Identify problematic regions

The depth is a good metric to identify problematic regions in a pangenome graph. Here we define as node depth the number of times in which the node is crossed by all the paths present in the graph.

Low depth regions in the pangenome graph can be artifacts. To identify them, execute:

odgi depth -i chr8.pan.og -w 100:0:1 > chr8.pan.low_depth.bed

The chr8.pan.low_depth.bed file reports the regions where the node depth is between 0x and 1x. Regions closer to 100 bp have been merged into a single region. The file is in BED format. -w 100:0:1 selects a window size of 100 bp where the depth must be within 0 and 1.

High depth regions in the pangenome graph can indicate complex regions. To identify them, execute:

odgi depth -i chr8.pan.og -w 100000:5000:100000000 > chr8.pan.high_depth.bed

The chr8.pan.high_depth.bed file reports the regions where the node depth is between 5000x and 100000000x. Regions closer to 100000 bp have been merged into a single region. The file is in BED format.

If the extracted regions are too short, the cleaned graphs can become too fragmented. To avoid this, filter out all regions shorter than or equal to 10000 bps, merging the adjacent ranges:

(awk '$3 - $2 > '10000 chr8.pan.low_depth.bed ; \
    awk '$3 - $2 > '100000 chr8.pan.high_depth.bed ) | \
    bedtools sort | bedtools merge > chr8.pan.regions_to_remove.bed

The chr8.pan.regions_to_remove.bed file contains all the regions to remove.

Remove the identified regions

To clean the pangenome graph, execute:

odgi paths -i chr8.pan.og -L | grep '^grch38#chr8' > chr8.pan.path_to_fully_retain.txt

odgi extract -i chr8.pan.og --threads 2 -P \
     --inverse \
     -b chr8.pan.regions_to_remove.bed \
     -R chr8.pan.path_to_fully_retain.txt \
     -o chr8.pan.clean.og

The path_to_fully_retain.txt contains the name of the reference genome to fully retain in the resulting graph. This is necessary to be able to use the reference coordinate system in the cleaned graph. Moreover, keeping a full genome help to avoid breaking the pangenome graph in complex regions like the centromere.

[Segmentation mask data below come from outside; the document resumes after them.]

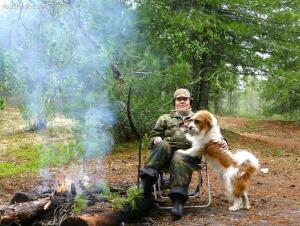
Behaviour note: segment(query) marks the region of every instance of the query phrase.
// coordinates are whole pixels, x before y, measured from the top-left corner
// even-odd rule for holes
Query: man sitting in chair
[[[191,110],[191,95],[187,89],[177,89],[173,96],[175,110],[164,114],[157,120],[150,134],[150,149],[140,177],[144,188],[144,198],[153,200],[152,185],[157,181],[163,169],[169,169],[171,190],[169,197],[173,201],[171,213],[175,219],[183,216],[183,207],[188,200],[188,187],[193,170],[200,159],[177,153],[178,149],[191,147],[185,134],[188,131]],[[225,141],[221,144],[227,149]]]

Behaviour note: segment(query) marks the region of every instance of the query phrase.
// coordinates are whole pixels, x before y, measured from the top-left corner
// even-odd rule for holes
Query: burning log
[[[0,224],[33,219],[46,211],[50,197],[12,205],[0,205]]]
[[[117,226],[122,222],[132,222],[146,216],[152,209],[154,203],[141,200],[136,209],[125,205],[122,210],[105,209],[92,211],[93,214],[81,214],[70,216],[63,220],[60,226]],[[89,211],[90,212],[90,211]]]
[[[71,185],[70,191],[61,188],[63,186],[59,186],[56,191],[48,190],[43,193],[16,193],[9,205],[0,205],[0,225],[12,222],[47,225],[51,222],[51,225],[61,226],[112,226],[139,219],[151,209],[149,203],[143,200],[137,203],[135,209],[130,204],[124,204],[120,210],[112,209],[111,202],[105,196],[99,197],[104,190],[98,187],[92,190],[83,189],[82,196],[87,208],[80,210],[83,212],[79,215],[74,215],[78,203],[80,206],[80,202],[76,201],[75,185]],[[111,187],[111,191],[125,195],[126,189]]]
[[[41,198],[46,198],[49,197],[50,193],[53,193],[53,190],[49,190],[41,194],[38,194],[36,192],[17,192],[11,199],[10,204],[29,202]]]
[[[60,226],[117,226],[120,225],[122,221],[123,215],[112,210],[106,210],[102,213],[68,217]]]
[[[73,197],[73,193],[68,191],[49,190],[42,194],[18,192],[9,205],[0,205],[0,225],[37,219],[48,212],[53,212]]]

The --inverse flag specifies that the regions in the regions_to_remove.bed file are the regions to remove from the graph.

The resulting graphs presents several connected components:

odgi stats -i chr8.pan.clean.og -W | head -n 1
##num_weakly_connected_components: 24583

This is due to de novo assembly artifacts, under-alignments, and/or complex regions to align. Nevertheless, the clean version of the input graph can be found in its biggest connected component. To obtain it, execute:

odgi explode -i chr8.pan.clean.og -p chr8.pan.clean.exp -b 1 -s P -O

The command creates a file called chr8.pan.clean.exp.8.og, which contains the biggest connected component (the number 8 in this example) in odgi format. The -s P option specifies to consider as biggest component the one with the longer path. -b selects the number of biggest components to retain.

Display graph stats

To have basic information on the cleaned graph, execute:

odgi stats -i chr8.pan.clean.exp.8.og -S | column -t
#length    nodes    edges    paths
149046153  4044095  5600776  65354

Generate a 1D visualization

To visualize the cleaned graph, first sort it:

odgi sort -p Y -i chr8.pan.clean.exp.8.og -o chr8.pan.clean.sort.og -P

And then execute:

odgi paths -i chr8.pan.og -L | cut -f 1,2 -d '#' | uniq > chr8.pan.haplotype_names.txt

odgi viz -i chr8.pan.clean.sort.og -x 1000 -o chr8.pan.clean.sort.png -M chr8.pan.haplotype_names.txt

The haplotype_names.txt file contains all the haplotypes present in the input assembly. They are necessary to merge the paths belonging to the same haplotype in the same row in the image.

We obtain the following PNG image:

../../_images/chr8.pan.clean.sort.png

The 1-Dimensional visualization shows that all centromeres have been removed. Indeed, they present high depth being very complex regions. Only the GRCh38 reference centromere is present because it was explicitly preserved during the removal step of the low and high depth regions.

Moreover, for two haplotypes (HG01071#2 and HG03098#1), a region close to their centromere is erroneously absent. This may be due to under-alignment: this leads to the generation of low depth nodes in the pangenome graph, which would be removed during the removal step.